Musikalisch setzte Thielemann in seiner Auslegung der Komposition immer wieder auf Vielschichtigkeit im Detail, um diese präzise Nuancierung dann in eine machtvoll kompakte Klangarchitektur zu stellen. Statt innovativer Brüche und komplexer Dynamiken fiel die Wahl hier auf kompetent informierte Perfektionierung des Bekannten. Stimmlich und musikalisch gelang es, sich in weiten Teilen Wagners Idee des Gesamtkunstwerks anzunähern, in welchem – abermals im Anschluss an Bermbach – Text und Musik als gleichberechtigte Mittel angesehen werden, Sprache in lyrischer Form als fundamental betont wird und schließlich die drei „reinmenschlichen Kunstarten“: Tanzkunst, Tonkunst und Dichtkunst verbunden werden. Damit vollziehe sich im Musikdrama als Synthese der einzelnen Künste eine integrative Leistung aller Beteiligten. Auf inszenatorischer Ebene, die es im eigentlichen Sinne auch gar nicht gab, gelang dies nicht.
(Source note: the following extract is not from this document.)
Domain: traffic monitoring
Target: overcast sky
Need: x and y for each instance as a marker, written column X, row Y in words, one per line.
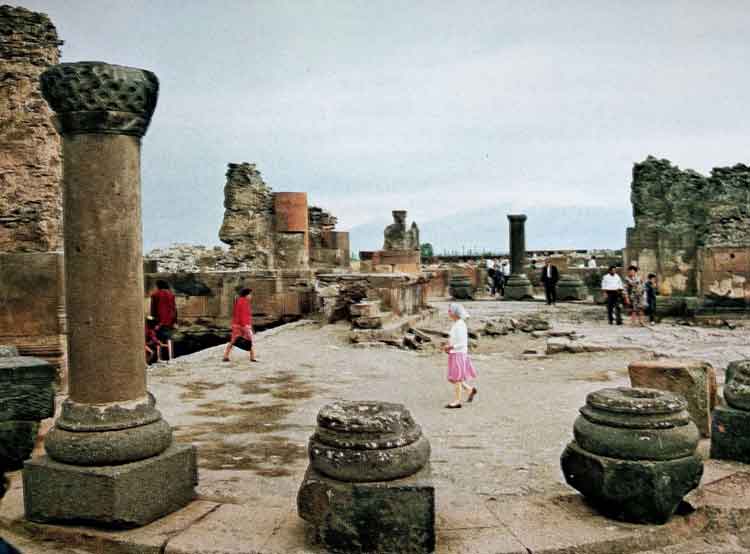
column 435, row 107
Ring 10010110 - Das Rheingold © Bayreuther Festspiele / Enrico Nawrath

Bereits als auf Einlassung angewiesenes Experiment angekündigt, setzte die auf einem geschlossenen KI-System basierende Kuration von Marcus Lobbes im Kern auf die Referenz vergangener Ringproduktionen und deren Einbettung in die Geschichte dieses für Wagners kompositorisches und gesellschaftspolitisches Werk so zentralen Ortes. Die Bühne, bestehend aus mehreren transparenten Projektionsflächen, wurde im Zuge der Aufführung live und immer wieder neu mit KI-generierten Visualisierungen gefüllt. So kam es teilweise zu visuell beeindruckenden und insbesondere durch komplexe Räumlichkeit überzeugenden Ergebnissen dieser technologischen Berechnung. Die als monolithische Punkte platzierten Sänger·innen fanden sich teilweise in mehr oder weniger konkreten Natur- oder Architekturgebilden, in an historische Inszenierungen erinnernde Szenen oder gänzlicher Abstraktion wieder. Kommunikation, Adressierung und Einlassung untereinander auf der Bühne sowie hinab zum Orchestergraben und in den Publikumsraum wurden in der Folge deutlich erschwert. An die Stelle komplexer Bezüglichkeit trat dabei unzugängliche Beliebigkeit. Die für Wagners Werke so zentrale kommunikative Einheit und komplexe Integration der verschiedenen Formen und Ebenen ästhetischen Ausdrucks wurden durch diese zu künstlerischem Ausdruck logischerweise gar nicht fähigen Technologie und den damit einhergehenden weitgehenden Verzicht auf tiefere Regiearbeit, komplexe Personenführung oder umfangreiche Dramaturgie verunmöglicht. Es ist bedauerlich, dass die intendierte und so wünschenswerte Reflexion über die Rezeptionsgeschichte des Rings ausblieb. Für Forschung und Wissenschaft ist dieses Experiment sicher instruktiv und auf technisch-handwerklicher Ebene hochinteressant. Auf der Bühne gelingt dieser Auftakt zum „Ring 10010110“, jedoch leider nicht. Mit dem letzten Vorhang und dem Ausklingen der so gelungenen stimmlichen und musikalischen Gestaltung setzte schließlich eine Woge enttäuschter Buhrufe ein; folgerichtig nach einer Aufführung, bei der möglicherweise bereits die konzeptuellen Prämissen nicht stimmten. Hier konnte nichts mitgeteilt oder geschaffen werden. Statt berührender Faszination wirkten Entfremdung und Belanglosigkeit.